Les défis de l’école sont en effet immenses devant la diversité et la précarité des élèves. L’un d’eux est celui de l’absentéisme. Beaucoup d’adolescents n’ont pas de famille stable, d’autres sont en conflit avec le monde scolaire, d’autres encore sont majeurs et travaillent le soir ou le week-end pour nouer les deux bouts. “Nous faisons tout pour que les élèves se sentent bien et viennent au cours”, souligne Sandra, éducatrice. Cela passe aussi par un accompagnement spécifique, avec une équipe renforcée d’éducateurs, d’une assistante sociale, d’une psychologue, d’une logopède. Ces adultes sont disponibles en marge des cours, dans les couloirs, dans la cour… L’objectif est de multiplier les échanges spontanés pour que les élèves puissent se confier.
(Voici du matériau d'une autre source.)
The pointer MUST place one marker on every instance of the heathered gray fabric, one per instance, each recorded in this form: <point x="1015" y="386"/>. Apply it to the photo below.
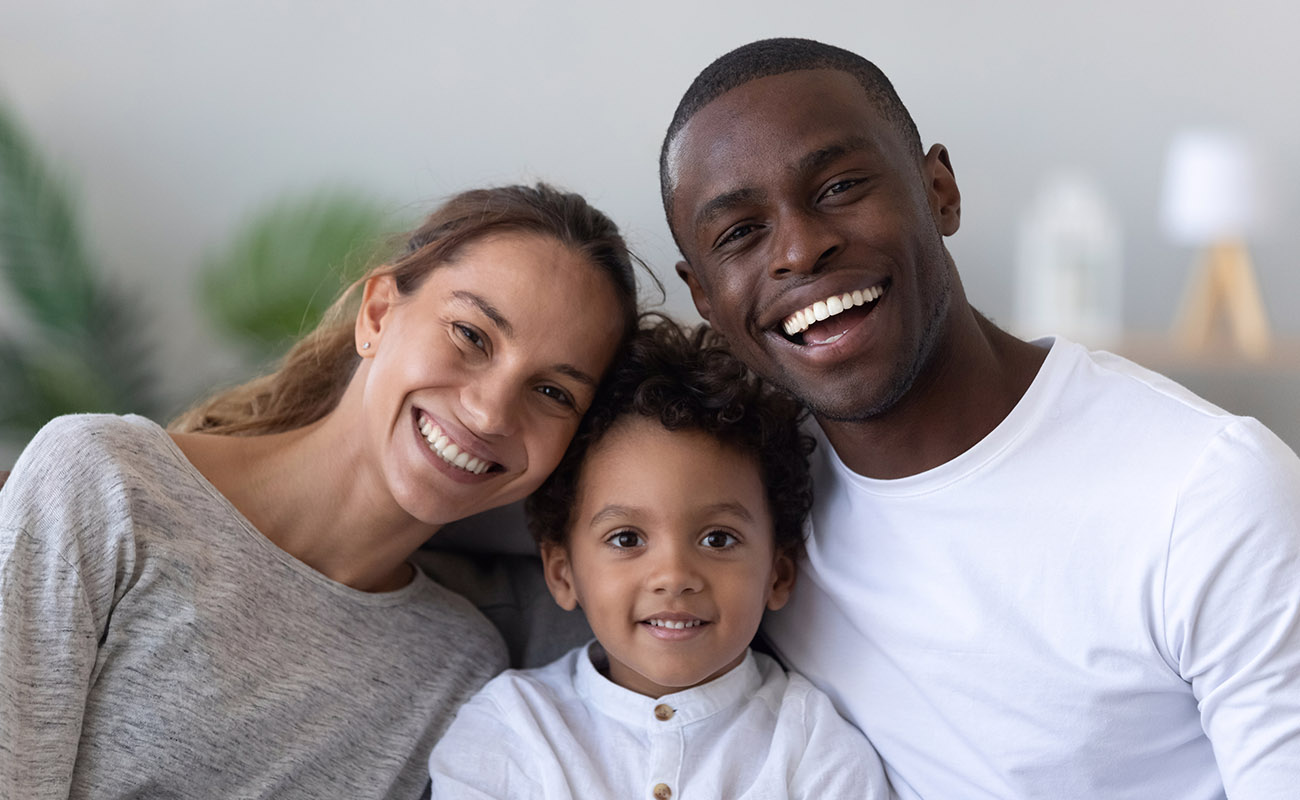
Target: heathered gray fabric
<point x="154" y="644"/>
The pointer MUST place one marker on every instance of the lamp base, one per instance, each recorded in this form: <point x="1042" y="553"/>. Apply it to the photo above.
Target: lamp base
<point x="1225" y="282"/>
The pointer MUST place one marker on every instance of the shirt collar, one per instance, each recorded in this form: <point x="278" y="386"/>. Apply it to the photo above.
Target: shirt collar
<point x="688" y="705"/>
Le défi est grand pour une équipe de 50 équivalents temps plein ayant à sa charge 380 élèves – plus ou moins équitablement répartis entre garçons et filles). Le taux d’absentéisme (entre 30 % et 60 % selon les calculs) est cependant encore “grave” et “handicapant”, regrette la direction. “C’est le coeur de nos préoccupations.”

“Cette présence des adultes apaise les conflits, constate Asma. Puis ces élèves sont très pragmatiques. Beaucoup ont vécu d’immenses difficultés. Ils se moquent désormais du futile et certains font preuve d’une maturité impressionnante.”

“On ne forme pas des Einstein, mais des jeunes actifs”

En classe, la pédagogie par projets rythme les heures de cours. L’essentiel est d’être concret, soulignent les enseignants. “On ne va pas former des Einstein, mais des jeunes actifs et responsables”, souligne Etienne Léonard, dans son studio radio dont il fait profiter les élèves pour monter des émissions. Cet enseignant est un des vétérans de la place. “Ici, si on tient une journée, on peut tenir une carrière”, sourit-il tout en regrettant le système scolaire belge et sa logique de relégation. “Les élèves dont on hérite sont des victimes de ce système qui n’a cessé de les reléguer, car il était incapable de les accompagner. Ils arrivent ici en bout de course. Finalement, on permet au système de continuer à tourner en se mettant des œillères.”

“Pourquoi ne pas laisser porter un turban ?”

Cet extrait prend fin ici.